OLYMPIA – Claims of newly unemployed workers seeking benefits continued to flood Employment Security offices last week, bringing to more than a quarter billion dollars the amount Washington has paid out since layoffs from the COVID-19 pandemic began to take hold in the state.
The only good news – which may be short-lived – is that the number of new claims was again down slightly from the historic peak reached two weeks ago. But more than a half-million Washington workers have applied for unemployment benefits since early March, and new claims are expected to go up again when new guidelines expand eligibility and the federal government adds $600 in extra benefits.
The Employment Security Trust Fund is not in danger of becoming insolvent, Commissioner Suzi LeVine said, despite the promise of a 13-week extension, broader eligibility and the boost in payments tied to the pandemic. The federal government will reimburse the state for those expenses.

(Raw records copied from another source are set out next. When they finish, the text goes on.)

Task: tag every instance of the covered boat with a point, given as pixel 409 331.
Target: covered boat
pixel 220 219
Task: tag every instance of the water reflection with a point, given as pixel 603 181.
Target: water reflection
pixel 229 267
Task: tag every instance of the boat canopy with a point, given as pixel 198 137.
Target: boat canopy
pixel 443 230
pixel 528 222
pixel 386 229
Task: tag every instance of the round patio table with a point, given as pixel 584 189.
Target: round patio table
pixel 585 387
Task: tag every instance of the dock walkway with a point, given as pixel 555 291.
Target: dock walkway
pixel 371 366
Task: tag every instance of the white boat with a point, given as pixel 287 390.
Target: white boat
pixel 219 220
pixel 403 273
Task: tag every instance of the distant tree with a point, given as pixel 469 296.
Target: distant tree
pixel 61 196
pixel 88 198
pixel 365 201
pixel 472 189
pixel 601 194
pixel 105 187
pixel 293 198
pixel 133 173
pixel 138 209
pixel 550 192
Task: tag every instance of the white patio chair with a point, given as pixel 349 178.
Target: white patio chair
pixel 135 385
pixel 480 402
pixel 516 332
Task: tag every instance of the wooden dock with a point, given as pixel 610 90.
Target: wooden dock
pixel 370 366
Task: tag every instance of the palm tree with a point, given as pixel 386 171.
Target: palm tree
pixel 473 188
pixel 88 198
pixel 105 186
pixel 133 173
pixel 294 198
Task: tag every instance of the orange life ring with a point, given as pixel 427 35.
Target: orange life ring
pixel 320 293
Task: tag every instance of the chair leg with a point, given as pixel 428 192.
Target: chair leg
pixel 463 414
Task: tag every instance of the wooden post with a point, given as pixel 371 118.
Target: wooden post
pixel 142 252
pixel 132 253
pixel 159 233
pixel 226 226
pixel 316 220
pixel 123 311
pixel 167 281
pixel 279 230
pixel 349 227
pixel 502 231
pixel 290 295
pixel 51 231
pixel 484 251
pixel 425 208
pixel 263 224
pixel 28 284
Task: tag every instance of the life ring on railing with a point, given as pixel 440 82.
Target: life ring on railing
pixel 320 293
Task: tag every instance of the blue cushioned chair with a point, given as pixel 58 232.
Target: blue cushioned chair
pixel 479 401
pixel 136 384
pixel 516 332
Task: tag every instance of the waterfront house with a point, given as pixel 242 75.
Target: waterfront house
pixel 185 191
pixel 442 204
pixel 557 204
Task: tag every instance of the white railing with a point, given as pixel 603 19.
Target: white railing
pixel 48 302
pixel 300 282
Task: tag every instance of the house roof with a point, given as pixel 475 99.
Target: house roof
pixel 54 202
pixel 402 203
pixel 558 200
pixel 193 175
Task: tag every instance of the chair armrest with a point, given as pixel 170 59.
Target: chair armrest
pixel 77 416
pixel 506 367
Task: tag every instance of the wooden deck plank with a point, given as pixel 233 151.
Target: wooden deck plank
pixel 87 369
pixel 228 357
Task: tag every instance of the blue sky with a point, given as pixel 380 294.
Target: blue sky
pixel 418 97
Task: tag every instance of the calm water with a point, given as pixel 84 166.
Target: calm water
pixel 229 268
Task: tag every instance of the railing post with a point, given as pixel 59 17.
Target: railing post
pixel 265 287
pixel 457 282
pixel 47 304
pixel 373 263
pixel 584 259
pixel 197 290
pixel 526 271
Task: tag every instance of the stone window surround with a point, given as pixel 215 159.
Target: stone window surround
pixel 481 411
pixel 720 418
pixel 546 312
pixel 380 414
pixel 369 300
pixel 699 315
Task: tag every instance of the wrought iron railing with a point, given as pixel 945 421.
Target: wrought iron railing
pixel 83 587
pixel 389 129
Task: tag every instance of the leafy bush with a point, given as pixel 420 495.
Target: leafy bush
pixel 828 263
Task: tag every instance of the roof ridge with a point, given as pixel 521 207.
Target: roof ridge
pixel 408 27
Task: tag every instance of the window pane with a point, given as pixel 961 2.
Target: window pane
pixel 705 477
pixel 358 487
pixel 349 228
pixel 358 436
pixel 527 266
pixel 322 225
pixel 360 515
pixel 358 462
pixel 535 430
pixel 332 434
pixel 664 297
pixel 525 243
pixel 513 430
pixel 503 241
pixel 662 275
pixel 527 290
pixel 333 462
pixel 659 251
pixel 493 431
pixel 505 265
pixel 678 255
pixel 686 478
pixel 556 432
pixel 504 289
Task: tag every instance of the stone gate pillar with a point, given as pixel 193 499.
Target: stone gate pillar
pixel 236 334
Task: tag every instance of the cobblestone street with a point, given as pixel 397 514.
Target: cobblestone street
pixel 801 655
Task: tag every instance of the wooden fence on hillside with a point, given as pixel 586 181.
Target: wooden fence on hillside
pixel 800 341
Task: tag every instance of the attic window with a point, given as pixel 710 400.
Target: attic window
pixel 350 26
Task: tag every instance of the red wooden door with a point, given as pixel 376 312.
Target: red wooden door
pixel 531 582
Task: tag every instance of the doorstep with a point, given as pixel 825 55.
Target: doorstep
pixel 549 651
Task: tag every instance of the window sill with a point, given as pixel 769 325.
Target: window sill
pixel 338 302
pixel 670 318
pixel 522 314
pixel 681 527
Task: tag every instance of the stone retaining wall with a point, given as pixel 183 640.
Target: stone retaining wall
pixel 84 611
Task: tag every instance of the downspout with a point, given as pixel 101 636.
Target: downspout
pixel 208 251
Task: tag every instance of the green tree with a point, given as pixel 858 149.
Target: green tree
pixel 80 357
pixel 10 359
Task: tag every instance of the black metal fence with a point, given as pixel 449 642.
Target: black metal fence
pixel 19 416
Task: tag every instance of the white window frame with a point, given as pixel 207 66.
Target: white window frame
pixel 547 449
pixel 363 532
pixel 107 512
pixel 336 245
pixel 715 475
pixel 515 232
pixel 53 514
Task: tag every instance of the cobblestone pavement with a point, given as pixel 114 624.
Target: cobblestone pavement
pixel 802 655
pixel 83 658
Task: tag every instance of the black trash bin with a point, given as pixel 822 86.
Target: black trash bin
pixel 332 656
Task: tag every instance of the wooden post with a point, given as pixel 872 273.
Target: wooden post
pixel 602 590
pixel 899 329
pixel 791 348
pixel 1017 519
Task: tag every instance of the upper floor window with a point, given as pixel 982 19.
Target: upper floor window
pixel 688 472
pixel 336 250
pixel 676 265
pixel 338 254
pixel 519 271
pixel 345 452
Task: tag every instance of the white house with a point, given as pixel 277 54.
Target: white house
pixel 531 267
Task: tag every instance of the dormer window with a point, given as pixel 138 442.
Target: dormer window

Washington has the strongest unemployment insurance program in the country, which had $4.7 billion before the pandemic crisis started, LeVine said. The trust fund is supported by taxes paid by employers.
“We are drawing heavily on our trust fund,” she said. “Our hope is that, as we look ahead … there will be conversations about how to help the states backfill so that businesses won’t ultimately have to be burdened by this when we do the evaluation of trust fund solvency at the end of the year.”
The department reported Thursday that it paid some amount of unemployment benefits to nearly 266,000 workers, a record for a program that began in the Great Depression. Payments totaled $125 million in the week that ended April 11.
The department received 143,000 new claims this week, which was down about 16% from the total number of new claims filed the week before, which was down slightly from the record week for new claims that ended March 28.
Since early March, the state has paid more than $272 million in benefits to unemployed workers.
But hundreds of thousands of people who were filing new claims aren’t yet eligible for unemployment benefits, LeVine said, because they are contract workers, self-employed or didn’t work a minimum number of hours last year. That will change over the weekend when provisions of the CARES Act take effect. That bill, which Congress passed and President Trump signed in late March, aims to help workers affected by the pandemic-wracked economy.
The department will take down its online application pages Saturday to make changes that accommodate the new federal rules on eligibility. The new forms are expected to be up and running Sunday, although it is a “bare bones” system that may be “a bit clunky,” LeVine said.
People who are newly eligible under the CARES Act will fill out a form that will tell them they are ineligible under state rules, but it will provide them a link they must click to get to a supplemental form to determine their eligibility under the new federal program.
Before new applicants call the department hotline, LeVine stressed they should go to the department’s website to check for their eligibility, follow the checklist for what’s required for the application and sign up for a Secure Washington Account to receive the payments electronically.
The industry with the highest number of new claims last week was manufacturing, with 33,337 new claims. Construction had 17,291 new claims, retail trade 15,911 new claims, health care and social assistance 12,783 new claims, and accommodation and food services 11,233 new claims.
Spokane County had 8,382 new claims, which was down from the previous week total of 11,347.